Pianist Nick Sanders’ classical training is evident on Nameless Neighbors, his debut album on the prestigious Sunnyside Records label. Sanders and his trio with bassist Henry Fraser and drummer Connor Baker explore the world of jazz with a certain refinement that suggests the genteel elegance of classical music.

Sanders, who is from New Orleans and now based in Brooklyn, immediately defines his approach on the CD’s opening cut, “Chamberlain, Maine,” as one of delicate complexity. The soft atmosphere prevails through much of the material with all but three of the 13 cuts coming from the pianist’s pen. That’s part of what makes his departures, like the dramatic, full, two-handed beginning of “New Town” so surprising and thus even amusing.

Sanders is a virtuoso who found his perfect complements in Fraser and Baker, who he met at the New England Conservatory of Music—where he studied privately with five-time Grammy winner, pianist Fred Hersch, who produced the album.

Selecting to include a Thelonious Monk tune was a good move for Sanders. “Manganese” gets the CD swinging while retaining a syncopated edginess.

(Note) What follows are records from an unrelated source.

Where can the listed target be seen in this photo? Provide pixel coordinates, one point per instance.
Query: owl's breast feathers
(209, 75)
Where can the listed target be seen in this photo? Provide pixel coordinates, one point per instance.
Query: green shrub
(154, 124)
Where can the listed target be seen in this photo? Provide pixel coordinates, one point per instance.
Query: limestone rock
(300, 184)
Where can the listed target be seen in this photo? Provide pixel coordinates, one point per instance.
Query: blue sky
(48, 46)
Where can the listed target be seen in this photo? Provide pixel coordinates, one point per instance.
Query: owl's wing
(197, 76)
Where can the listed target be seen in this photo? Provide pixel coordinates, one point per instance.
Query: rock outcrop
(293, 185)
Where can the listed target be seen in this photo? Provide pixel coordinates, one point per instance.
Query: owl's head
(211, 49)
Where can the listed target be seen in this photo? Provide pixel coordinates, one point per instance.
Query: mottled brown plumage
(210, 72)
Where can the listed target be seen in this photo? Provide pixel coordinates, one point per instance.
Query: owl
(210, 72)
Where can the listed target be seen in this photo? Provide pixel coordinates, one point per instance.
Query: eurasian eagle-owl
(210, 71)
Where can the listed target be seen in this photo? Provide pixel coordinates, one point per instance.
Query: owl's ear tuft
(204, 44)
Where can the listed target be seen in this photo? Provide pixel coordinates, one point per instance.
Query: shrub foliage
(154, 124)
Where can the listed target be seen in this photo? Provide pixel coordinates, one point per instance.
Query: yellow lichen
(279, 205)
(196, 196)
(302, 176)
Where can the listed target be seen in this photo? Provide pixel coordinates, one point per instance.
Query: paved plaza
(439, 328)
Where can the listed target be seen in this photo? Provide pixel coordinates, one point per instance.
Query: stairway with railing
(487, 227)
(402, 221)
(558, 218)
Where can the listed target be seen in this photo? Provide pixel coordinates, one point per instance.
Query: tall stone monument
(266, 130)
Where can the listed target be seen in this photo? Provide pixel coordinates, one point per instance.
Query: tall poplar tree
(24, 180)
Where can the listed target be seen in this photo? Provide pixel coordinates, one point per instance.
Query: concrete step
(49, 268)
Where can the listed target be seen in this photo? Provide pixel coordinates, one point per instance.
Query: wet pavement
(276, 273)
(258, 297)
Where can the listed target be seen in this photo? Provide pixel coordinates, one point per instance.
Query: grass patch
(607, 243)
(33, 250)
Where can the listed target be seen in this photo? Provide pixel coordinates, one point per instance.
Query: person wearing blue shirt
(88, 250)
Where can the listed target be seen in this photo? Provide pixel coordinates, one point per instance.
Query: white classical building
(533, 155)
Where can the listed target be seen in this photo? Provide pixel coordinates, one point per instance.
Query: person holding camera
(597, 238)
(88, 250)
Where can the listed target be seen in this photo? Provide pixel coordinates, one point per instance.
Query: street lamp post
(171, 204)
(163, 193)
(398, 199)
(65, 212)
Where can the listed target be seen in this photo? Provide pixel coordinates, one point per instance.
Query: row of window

The three musicians take the opportunity to trade bars that offer the bassist and drummer more step-out room. It’s a chance to get to know them better.

Sanders unexpectedly changes gears on “Motor World,” which begins in a quiet, contemplative mood until the pianist hits the pedal like a drag racer. He stunningly speeds along as if there’s someone in his rear-view mirror.

No one would ever expect this progressive jazz album to end on a straight-up version of the chestnut “I Don’t Want To Set the World On Fire.” Considering the ambition the pianist demonstrates on Nameless Neighbors, it’s apparent that Nick Sanders has already lit the torch.